Por motivos óbvios, Marx se interessou bastante pelo assunto e escreveu vários textos a respeito. Um deles interessa particularmente aqui. Trata-se de uma carta a seu amigo Ludwig Kugelmann, enviada em abril de 1871, ainda durante a existência da Comuna. Nessa carta, Marx afirmou que os communards não deveriam “passar para outras mãos a máquina burocrática e militar, como se tem feito até aqui, mas destruí-la” – o original fala em zerbrechen, verbo alemão que significa algo como “quebrar em pedaços”. Para uma análise mais completa a respeito da ideia do estado em Marx, sugiro a parte final deste texto.

Quase cinquenta anos depois, essa passagem influenciaria o pensamento de Lênin – que, em sua obra “O Estado e a Revolução”, afirmou que “essas palavras … condensam a grande lição do marxismo a propósito do papel do proletariado revolucionário com relação ao Estado”. A análise que Lênin desenvolve indica que “todas as revoluções anteriores aperfeiçoaram a máquina do Estado, mas é preciso demoli-la, quebrá-la” – ou seja, substituir o estado que existia até então por outro, inteiramente novo.

Imagino que o leitor mais atento já tenha adivinhado onde quero chegar.

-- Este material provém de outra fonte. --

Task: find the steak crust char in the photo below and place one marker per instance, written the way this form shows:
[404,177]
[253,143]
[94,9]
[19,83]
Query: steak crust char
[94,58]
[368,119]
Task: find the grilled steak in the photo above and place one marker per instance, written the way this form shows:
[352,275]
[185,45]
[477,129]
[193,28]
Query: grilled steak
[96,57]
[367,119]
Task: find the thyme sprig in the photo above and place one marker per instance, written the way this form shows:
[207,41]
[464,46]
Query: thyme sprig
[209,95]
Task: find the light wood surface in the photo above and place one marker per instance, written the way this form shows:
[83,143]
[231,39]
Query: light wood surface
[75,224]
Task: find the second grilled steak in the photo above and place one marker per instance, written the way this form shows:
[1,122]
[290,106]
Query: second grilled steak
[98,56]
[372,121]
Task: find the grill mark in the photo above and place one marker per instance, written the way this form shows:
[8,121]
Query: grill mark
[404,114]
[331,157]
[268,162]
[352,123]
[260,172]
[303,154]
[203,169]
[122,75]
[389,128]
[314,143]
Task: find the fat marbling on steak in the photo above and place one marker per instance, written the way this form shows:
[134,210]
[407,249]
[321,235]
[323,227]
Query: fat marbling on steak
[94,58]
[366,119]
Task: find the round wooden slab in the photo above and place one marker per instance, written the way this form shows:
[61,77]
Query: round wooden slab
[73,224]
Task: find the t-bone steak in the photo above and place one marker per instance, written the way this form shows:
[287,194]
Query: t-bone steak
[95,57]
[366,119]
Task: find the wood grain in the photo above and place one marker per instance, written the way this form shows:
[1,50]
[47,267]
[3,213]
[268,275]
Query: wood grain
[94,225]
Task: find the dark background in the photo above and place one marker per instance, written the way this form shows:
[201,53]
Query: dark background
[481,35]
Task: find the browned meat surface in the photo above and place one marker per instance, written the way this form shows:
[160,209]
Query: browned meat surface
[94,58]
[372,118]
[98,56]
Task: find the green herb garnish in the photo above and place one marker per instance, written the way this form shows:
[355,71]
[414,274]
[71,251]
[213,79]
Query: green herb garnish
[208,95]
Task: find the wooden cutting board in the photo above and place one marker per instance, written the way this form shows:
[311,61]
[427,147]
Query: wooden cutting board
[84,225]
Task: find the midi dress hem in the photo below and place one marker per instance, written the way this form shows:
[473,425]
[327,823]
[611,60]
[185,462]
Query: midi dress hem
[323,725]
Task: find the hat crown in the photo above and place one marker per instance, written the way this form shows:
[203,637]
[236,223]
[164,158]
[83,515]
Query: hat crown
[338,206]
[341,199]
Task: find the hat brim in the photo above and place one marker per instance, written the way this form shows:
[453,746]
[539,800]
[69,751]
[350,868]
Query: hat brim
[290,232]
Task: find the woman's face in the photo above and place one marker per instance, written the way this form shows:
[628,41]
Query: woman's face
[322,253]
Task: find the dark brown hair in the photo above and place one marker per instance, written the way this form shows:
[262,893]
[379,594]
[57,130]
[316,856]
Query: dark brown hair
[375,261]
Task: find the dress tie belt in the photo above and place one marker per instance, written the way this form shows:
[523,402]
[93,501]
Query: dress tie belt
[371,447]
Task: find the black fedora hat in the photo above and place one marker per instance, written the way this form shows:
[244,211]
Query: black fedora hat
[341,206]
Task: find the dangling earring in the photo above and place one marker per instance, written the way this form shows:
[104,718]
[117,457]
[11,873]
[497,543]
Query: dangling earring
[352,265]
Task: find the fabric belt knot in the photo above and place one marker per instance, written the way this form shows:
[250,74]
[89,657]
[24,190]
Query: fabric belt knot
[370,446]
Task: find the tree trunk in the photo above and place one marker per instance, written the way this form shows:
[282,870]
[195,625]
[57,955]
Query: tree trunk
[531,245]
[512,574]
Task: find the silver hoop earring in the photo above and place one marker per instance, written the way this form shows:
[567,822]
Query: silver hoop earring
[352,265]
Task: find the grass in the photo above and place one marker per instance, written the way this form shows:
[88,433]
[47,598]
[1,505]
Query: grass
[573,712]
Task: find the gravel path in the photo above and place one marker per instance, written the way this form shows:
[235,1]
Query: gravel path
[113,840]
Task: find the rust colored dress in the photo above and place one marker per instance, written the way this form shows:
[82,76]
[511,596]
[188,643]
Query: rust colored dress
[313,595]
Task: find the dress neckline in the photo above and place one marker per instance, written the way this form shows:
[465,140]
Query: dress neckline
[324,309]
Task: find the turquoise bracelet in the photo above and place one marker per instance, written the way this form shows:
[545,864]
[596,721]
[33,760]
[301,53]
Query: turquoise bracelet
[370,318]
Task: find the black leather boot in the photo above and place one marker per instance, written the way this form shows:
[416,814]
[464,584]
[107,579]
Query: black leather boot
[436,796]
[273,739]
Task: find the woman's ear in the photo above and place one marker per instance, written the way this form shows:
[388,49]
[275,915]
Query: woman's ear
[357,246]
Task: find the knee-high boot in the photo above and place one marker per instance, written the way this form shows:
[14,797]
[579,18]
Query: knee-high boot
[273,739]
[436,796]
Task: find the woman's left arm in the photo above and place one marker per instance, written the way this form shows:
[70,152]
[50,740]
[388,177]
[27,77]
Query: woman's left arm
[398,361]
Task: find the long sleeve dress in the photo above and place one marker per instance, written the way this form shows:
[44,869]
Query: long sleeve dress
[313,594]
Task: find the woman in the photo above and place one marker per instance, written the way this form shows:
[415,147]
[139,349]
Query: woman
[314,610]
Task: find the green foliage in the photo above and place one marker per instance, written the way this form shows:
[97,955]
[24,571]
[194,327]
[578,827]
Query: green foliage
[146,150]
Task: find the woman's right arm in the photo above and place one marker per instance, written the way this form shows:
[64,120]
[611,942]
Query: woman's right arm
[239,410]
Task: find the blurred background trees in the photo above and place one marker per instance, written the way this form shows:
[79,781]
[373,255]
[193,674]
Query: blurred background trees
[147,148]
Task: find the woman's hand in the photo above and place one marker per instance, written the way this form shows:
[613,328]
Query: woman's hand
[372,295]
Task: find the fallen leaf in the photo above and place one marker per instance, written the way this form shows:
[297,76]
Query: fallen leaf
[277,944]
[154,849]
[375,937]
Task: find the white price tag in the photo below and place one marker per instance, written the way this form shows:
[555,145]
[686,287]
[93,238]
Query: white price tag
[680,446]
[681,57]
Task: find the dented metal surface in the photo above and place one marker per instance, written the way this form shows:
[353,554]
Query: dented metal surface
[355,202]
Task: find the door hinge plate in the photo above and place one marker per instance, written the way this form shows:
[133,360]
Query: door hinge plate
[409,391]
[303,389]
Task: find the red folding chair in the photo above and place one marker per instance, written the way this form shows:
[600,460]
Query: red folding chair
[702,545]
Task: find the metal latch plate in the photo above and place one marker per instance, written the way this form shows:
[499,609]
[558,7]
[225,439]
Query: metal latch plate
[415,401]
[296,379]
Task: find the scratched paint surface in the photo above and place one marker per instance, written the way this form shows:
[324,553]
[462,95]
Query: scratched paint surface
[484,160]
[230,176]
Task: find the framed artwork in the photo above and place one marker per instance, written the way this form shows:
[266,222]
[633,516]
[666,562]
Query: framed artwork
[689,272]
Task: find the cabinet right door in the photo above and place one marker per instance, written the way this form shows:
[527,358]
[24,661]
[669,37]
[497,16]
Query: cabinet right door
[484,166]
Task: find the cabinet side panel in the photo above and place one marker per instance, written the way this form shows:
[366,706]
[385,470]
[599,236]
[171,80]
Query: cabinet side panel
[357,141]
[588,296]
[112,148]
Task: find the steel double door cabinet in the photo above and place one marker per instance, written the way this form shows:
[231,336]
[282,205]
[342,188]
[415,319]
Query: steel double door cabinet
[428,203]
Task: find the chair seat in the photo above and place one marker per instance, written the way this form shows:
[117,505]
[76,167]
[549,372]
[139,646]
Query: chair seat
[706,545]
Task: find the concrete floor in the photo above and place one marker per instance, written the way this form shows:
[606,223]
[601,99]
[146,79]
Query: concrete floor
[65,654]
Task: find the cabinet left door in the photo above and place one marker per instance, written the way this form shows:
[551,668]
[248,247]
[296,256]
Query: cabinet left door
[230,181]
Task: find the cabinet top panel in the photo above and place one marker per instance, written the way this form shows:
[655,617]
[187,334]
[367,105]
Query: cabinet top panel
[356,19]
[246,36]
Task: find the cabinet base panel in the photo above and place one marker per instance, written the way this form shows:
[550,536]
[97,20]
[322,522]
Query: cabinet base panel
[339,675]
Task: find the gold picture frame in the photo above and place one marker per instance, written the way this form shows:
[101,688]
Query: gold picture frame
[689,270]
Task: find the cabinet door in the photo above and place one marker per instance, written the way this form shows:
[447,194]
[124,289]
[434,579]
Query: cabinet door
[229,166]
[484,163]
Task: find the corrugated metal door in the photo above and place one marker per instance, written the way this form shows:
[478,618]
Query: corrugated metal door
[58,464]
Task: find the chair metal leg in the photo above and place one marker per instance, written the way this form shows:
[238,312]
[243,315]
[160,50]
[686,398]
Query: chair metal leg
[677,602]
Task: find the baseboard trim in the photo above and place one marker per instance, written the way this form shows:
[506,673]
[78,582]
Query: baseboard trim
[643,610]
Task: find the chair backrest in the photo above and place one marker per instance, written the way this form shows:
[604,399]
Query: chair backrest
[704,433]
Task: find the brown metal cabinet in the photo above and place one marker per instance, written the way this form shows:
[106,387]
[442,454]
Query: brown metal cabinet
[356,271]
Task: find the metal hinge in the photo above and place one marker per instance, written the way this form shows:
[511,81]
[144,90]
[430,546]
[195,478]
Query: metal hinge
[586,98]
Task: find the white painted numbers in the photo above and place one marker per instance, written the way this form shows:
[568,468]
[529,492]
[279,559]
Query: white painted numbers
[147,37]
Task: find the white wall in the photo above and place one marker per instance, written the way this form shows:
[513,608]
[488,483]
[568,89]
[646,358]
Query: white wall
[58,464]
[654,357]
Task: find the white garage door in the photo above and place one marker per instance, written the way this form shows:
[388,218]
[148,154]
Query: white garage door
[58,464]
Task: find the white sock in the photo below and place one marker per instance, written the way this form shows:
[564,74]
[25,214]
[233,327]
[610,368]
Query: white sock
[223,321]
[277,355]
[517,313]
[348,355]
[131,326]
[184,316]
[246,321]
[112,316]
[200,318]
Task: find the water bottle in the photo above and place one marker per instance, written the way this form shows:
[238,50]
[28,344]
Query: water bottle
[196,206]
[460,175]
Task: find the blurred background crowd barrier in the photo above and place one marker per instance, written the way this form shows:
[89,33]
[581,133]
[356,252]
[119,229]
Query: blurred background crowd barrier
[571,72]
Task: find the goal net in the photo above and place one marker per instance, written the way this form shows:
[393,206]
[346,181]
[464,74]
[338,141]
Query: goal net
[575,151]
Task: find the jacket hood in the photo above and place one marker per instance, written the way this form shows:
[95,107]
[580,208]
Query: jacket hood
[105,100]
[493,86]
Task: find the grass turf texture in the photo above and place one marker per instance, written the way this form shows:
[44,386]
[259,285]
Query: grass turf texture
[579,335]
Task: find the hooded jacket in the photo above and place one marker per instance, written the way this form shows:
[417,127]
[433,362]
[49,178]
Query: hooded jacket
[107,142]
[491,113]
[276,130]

Mas prossigamos.

Socialismo e Constituição


As ideias de Marx e Lênin são fundamentais para se entender o porquê de determinadas entidades preferirem reescrever a constituição brasileira do zero a reformá-la “por dentro”. Mas há uma segunda noção que deve ser entendida sobre o assunto, igualmente importante. Ela vem do trabalho de Ferdinand Lassalle, um teórico socialista do século XIX, e é estudada até hoje nas faculdades de direito.

Na teoria de Lassalle, exposta neste texto de 1862, a verdadeira constituição de um país não seria aquilo que está escrito em um conjunto de normas jurídicas com esse nome, e sim o que ele chama de “fatores reais do poder” – as relações concretas que existem entre soberano, burguesia, povo etc. De acordo com Lassalle, uma constituição escrita que não reflita tais “fatores de poder” será apenas uma “folha de papel” – isto é, algo que não vale porcaria nenhuma.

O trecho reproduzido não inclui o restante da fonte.